Размер шрифта
-
+

Поручик Ржевский и дамы-поэтессы - стр. 12

– Сочинил, – со вздохом облегчения произнёс поэт, откинувшись на спинку стула.

– Может, и сочинил, – согласился Ржевский, – но только она мне всё рассказала. Шли вы с ней по берегу моря, она ноги промочила, поэтому пришлось ей разуться и чулки снять. Ты её за голую ножку хвать, но разгуляться не вышло! Ты этой ножкой по носу получил. Лягнула тебя кобылка. Вот и всё приключение.

Пушкин снова вздохнул и потёр нос, будто ещё хранивший память о прикосновении женской ножки.

– Ты сейчас на счёт государя не сочиняешь? – продолжал допытываться Ржевский.

– Можешь в Москве справиться, – сказал поэт. – История о том, как меня принимал император, теперь у всех на слуху. Так что в этот раз я нисколько не сочиняю. Прозябание моё в ссылках вдали от столиц окончено.
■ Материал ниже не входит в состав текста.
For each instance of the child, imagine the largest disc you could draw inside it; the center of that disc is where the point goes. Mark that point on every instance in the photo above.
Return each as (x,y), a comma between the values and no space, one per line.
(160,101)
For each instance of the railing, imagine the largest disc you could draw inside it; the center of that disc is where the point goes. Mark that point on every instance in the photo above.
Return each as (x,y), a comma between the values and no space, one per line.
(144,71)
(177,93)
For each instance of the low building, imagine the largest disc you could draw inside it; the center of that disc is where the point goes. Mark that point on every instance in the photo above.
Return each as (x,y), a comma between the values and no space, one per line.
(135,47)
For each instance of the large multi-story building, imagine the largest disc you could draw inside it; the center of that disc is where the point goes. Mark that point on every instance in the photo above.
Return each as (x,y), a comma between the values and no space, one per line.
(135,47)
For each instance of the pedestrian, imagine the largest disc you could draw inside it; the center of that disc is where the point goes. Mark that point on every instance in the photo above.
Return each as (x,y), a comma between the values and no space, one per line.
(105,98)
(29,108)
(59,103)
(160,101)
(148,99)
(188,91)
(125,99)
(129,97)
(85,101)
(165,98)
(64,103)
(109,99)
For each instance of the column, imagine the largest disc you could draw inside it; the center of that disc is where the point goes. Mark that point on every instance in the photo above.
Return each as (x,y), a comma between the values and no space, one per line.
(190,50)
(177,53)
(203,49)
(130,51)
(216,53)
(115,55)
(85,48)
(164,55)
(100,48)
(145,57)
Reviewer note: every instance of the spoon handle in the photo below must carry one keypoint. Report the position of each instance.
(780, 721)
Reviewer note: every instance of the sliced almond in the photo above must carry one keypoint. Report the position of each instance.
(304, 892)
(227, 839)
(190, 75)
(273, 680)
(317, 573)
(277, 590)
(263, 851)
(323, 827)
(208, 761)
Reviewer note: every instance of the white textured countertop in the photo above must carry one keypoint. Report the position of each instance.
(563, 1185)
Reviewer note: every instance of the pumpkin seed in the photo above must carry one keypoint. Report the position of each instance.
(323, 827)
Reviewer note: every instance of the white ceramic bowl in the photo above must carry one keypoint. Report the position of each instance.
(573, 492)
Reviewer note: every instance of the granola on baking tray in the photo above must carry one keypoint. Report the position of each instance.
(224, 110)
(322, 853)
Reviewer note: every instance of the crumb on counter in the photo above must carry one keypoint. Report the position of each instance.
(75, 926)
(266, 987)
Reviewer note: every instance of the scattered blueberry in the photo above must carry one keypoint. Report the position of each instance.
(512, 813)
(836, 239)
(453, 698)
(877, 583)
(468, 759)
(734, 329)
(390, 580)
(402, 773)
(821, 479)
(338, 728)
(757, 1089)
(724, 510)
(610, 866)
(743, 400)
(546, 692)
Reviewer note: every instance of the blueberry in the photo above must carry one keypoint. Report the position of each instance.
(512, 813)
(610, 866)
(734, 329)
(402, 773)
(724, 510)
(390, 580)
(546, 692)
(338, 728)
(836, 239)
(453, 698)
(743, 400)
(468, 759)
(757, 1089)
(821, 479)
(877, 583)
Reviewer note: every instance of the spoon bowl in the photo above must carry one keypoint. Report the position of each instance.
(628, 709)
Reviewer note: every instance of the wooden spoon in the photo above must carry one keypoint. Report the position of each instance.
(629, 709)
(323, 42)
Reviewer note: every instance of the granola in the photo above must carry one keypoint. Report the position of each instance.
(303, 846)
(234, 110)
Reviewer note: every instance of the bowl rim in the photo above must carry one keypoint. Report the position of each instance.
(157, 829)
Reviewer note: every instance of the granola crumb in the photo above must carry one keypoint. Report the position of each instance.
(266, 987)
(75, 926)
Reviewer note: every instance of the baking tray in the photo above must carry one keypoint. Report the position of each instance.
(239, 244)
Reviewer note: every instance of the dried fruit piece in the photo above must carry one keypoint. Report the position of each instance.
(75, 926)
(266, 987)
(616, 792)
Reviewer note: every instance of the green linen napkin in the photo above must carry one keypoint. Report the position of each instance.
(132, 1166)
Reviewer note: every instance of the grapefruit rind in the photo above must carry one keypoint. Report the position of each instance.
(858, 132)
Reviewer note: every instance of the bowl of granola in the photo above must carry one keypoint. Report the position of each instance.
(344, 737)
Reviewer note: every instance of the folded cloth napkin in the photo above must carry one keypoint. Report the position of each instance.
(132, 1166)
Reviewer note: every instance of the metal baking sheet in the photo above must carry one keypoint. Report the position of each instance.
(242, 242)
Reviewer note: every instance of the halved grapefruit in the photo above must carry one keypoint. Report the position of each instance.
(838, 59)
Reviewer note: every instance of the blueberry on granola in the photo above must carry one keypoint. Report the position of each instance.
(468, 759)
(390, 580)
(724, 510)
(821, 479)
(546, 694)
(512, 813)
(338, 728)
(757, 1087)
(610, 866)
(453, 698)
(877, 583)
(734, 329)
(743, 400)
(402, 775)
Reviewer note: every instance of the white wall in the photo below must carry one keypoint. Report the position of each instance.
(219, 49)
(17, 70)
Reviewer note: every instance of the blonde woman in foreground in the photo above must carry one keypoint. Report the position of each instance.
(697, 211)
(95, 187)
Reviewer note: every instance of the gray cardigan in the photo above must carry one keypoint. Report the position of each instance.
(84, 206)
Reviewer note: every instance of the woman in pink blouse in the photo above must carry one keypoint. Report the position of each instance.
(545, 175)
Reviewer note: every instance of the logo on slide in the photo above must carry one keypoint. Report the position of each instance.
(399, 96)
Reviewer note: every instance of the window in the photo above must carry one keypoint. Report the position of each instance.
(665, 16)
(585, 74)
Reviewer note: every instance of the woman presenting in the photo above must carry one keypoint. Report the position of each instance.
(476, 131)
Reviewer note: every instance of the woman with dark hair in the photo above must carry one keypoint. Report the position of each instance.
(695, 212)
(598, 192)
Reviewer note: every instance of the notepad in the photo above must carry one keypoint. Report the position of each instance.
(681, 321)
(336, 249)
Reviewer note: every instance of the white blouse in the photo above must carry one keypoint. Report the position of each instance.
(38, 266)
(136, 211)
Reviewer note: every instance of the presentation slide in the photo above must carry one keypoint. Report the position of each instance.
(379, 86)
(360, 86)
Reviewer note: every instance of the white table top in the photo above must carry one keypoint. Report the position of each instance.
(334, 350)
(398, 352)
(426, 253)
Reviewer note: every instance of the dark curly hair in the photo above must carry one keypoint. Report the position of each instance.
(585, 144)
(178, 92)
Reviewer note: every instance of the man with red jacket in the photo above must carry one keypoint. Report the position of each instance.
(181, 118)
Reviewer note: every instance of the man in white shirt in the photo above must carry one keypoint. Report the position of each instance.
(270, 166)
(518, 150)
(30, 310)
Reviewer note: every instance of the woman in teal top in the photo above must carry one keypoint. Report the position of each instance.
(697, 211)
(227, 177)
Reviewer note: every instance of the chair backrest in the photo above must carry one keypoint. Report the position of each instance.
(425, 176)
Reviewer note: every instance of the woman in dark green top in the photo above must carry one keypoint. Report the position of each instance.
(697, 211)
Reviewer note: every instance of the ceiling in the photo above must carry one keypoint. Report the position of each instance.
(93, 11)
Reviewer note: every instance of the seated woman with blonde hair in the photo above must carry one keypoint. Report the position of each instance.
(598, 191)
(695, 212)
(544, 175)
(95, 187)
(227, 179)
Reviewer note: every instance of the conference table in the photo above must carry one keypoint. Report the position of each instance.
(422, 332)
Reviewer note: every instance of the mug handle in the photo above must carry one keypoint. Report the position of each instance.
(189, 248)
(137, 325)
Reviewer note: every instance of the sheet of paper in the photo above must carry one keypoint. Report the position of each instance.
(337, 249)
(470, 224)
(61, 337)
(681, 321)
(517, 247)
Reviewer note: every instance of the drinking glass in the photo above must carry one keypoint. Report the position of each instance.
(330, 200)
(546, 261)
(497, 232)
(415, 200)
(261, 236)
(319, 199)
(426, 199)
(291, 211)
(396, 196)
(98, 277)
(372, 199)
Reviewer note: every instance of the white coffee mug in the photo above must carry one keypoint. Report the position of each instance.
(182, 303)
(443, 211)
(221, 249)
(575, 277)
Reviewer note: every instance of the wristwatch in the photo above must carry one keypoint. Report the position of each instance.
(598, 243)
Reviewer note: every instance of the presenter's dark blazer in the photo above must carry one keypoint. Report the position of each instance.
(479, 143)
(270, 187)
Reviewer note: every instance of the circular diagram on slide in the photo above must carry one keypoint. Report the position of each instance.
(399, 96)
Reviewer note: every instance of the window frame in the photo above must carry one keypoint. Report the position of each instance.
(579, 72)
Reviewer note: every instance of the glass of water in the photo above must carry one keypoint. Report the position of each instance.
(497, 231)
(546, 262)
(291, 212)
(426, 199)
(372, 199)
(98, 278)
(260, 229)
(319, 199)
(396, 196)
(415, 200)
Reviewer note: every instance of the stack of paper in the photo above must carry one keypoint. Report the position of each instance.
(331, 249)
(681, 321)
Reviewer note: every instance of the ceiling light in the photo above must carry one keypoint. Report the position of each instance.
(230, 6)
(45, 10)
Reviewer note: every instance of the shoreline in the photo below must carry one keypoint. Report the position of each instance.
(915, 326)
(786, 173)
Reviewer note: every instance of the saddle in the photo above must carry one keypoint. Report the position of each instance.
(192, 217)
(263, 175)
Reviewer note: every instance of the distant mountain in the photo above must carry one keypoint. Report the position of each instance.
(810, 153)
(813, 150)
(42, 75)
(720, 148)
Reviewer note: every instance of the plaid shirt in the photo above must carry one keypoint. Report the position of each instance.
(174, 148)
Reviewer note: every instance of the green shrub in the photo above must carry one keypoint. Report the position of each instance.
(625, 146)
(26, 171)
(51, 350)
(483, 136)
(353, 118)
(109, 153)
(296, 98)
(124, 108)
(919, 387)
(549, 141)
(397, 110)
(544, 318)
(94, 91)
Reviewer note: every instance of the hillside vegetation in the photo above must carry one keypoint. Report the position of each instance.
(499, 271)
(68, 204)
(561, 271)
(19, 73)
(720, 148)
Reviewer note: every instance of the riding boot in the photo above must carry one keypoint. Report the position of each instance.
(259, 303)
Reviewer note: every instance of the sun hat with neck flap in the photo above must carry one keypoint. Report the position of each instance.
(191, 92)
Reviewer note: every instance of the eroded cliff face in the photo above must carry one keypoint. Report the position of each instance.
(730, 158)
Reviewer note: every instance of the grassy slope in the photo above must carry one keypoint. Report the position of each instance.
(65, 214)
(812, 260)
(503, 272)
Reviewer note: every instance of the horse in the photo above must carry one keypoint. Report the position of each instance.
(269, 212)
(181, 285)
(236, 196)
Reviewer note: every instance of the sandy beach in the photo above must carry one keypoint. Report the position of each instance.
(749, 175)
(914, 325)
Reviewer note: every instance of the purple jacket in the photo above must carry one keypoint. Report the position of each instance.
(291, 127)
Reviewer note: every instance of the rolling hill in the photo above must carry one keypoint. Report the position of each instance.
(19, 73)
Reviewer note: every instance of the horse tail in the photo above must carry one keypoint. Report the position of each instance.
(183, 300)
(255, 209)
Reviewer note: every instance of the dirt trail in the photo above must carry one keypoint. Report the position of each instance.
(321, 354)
После приёма у императора мне позволили ещё два с половиной месяца прожить в Москве. Я был обласкан обществом. Но расплата за эти удовольствия – потеря свободы. Государь объявил мне, что будет читать все мои новые сочинения и накладывать резолюцию, годятся ли они для печати. Теперь я раб. – Пушкин чуть подвинул к Ржевскому свой пустой бокал. – Ну что? Помянем мою свободу?

Поручик на правах хлебосольного хозяина вновь наполнил гостю бокал, но тут же провозгласил свой тост:

– Лучше выпьем за встречу. Поминки по свободе отложим до другого раза.

Бокалы зазвенели, ударяясь краями. Друзья выпили, но как только Ржевский потянулся за пирожным, чтобы закусить, то кое о чём вспомнил.

– Поминки по свободе… по свободе, – пробормотал он и хлопнул себя по лбу: – Чёрт! Я же совсем позабыл. Предсвадебные торжества! Вот где настоящие поминки по свободе. – Поручик глянул на каминную полку, на которой стояли часы в золотых завитушках. Стрелки показывали без двадцати три. – Мне надо ехать на званый обед.

– Что за обед? – нахмурился Пушкин. – В кои-то веки встретились два друга, а теперь из-за какого-то обеда…

– Можешь считать, что я тоже раб, – сказал Ржевский. – Я шафер со стороны жениха и должен следовать за ним всюду. Жених каждый день ездит в дом к невесте, а я с ним – для приличия. Вот и сегодня.

– Значит, мы с тобой не кутнём? – спросил Пушкин.

Ржевский испуганно замотал головой:

– Как это? Кутнём! Я на полчаса съезжу, произнесу два тоста, а затем скажу, что живот прихватило, и вернусь сюда. А чтобы ты не скучал, оставляю тебя наедине с этой красавицей. – Поручик указал на открытую бутылку, всё так же обёрнутую салфеткой, похожей на полуснятое платье.

Меж тем дверь в номер открылась. На пороге появился белобрысый слуга Ржевского – молодой Ванька.

– Где тебя носит? – строго спросил поручик. – Рысака запрягай. Мне же в гости ехать. Забыл?

– Всё готово, барин. – Ванька развёл руками.

– А что ж ты молчком ушёл запрягать?

– Так вот пришёл доложить.

– Докладывай.

– Всё готово, барин.

– Едем тогда. Перчатки мои где?

Пока Ржевский искал перчатки, Пушкин прихватил со стола «красавицу» и со словами «я не прощаюсь» отправился к себе в номер.

Стрелки на часах показывали уже без четверти три. Поручик боялся опоздать, поэтому не стал дожидаться, пока Ванька подаст коляску к главным дверям гостиницы. Быстрее было вместе со слугой выйти на задний двор и там, прямо возле конюшни, сесть в экипаж.

Во дворе царила обычная суета. В дальнем углу кто-то колол дрова. К дверям кухни некий мужик подогнал телегу с провизией, а двое поваров проверяли, всё ли привезено. Вот половой, издалека заметный по белому фартуку, вынес из дверей кухни поднос с небольшим дымящимся самоваром, фарфоровым чайником, чашками и какой-то снедью – очевидно, заказ в номер.